Question on circles inscribed in a rectangle In rectangle $ABCD$, $AB = 8$ and $BC = 20$. Let $P$ be a point on $AD$ such that angle $\measuredangle BPC = 90^\circ$. If $r_1, r_2, r_3$ are the radii of the incircles of triangles $APB, BPC$ and $CPD$, what is the value of $r_1 + r_2 + r_3$?
 A: Given the inradius equation for a right triangle, as hinted by @Joey, just replace the variables:
$$
\begin{eqnarray}
r_1 &=& \frac{AB + AP - BP}{2} \\
r_2 &=& \frac{CD + DP - CP}{2} \\
    &=& \frac{AB + (BC - AP) - CP}{2} \\
r_3 &=& \frac{BP + CP - BC}{2} \\
\end{eqnarray}
$$
And then simplify:
$$
\begin{eqnarray}
R &=& r_1 + r_2 + r_3 \\
  &=& \frac{AB + AP - BP}{2} +
              \frac{AB + (BC - AP) - CP}{2} +
              \frac{BP + CP - BC}{2} \\
  &=& AB \\
\end{eqnarray}
$$
So the total radii of the incircles is 8.
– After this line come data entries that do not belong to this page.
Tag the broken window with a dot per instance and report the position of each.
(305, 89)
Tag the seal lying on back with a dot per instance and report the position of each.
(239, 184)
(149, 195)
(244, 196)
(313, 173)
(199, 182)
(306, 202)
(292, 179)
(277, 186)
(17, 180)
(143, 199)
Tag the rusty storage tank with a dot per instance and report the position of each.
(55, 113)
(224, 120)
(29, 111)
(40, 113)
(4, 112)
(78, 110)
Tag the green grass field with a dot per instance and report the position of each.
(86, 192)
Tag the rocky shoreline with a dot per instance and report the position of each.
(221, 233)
A: Hint: If $a$, $b$, and $c$ are the side lengths of a right triangle, with $c$ the length of the hypotenuse, then the radius of the incircle is given by
$$ r = \frac{a+b-c}{2}. $$
One way to see this is to realize that the radius in this case is equal to the length of the tangent from the right angle vertex to the incircle, and do a bit of fairly simple algebra to get the result, noting that the length of two tangents from a point are equal.
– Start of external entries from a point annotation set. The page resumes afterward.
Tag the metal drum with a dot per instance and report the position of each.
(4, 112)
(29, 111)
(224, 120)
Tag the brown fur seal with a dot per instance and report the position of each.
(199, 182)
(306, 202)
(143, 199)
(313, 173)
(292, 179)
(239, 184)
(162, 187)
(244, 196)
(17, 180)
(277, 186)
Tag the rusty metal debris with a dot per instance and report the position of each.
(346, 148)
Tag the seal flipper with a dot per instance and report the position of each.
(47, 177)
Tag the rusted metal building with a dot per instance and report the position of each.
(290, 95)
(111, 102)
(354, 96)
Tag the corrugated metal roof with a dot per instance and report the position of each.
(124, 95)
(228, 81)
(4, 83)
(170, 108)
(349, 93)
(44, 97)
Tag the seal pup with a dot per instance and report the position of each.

Another way to see this is the following: Note that the area of a triangle is given by $rs$, where $s$ is the semi-perimeter, and in the case of a right triangle, it is also $\frac{1}{2}ab$. We thus have
$$ rs = A = \frac{ab}{2}\implies r = \frac{ab}{2s} = \frac{ab}{a+b+c}. $$
Note that
$$ a+b+c = \frac{(a+b)^2 - c^2}{a+b - c} = \frac{a^2+b^2+ 2ab-c^2}{a+b-c} = \frac{2ab}{a+b-c}$$
and hence
$$ r = ab\left(\frac{a+b-c}{2ab}\right) = \frac{a+b-c}{2} $$
as desired. Now, each of the triangles in question are right triangles, and the side lengths can be calculated, so the answer can be found using this relation.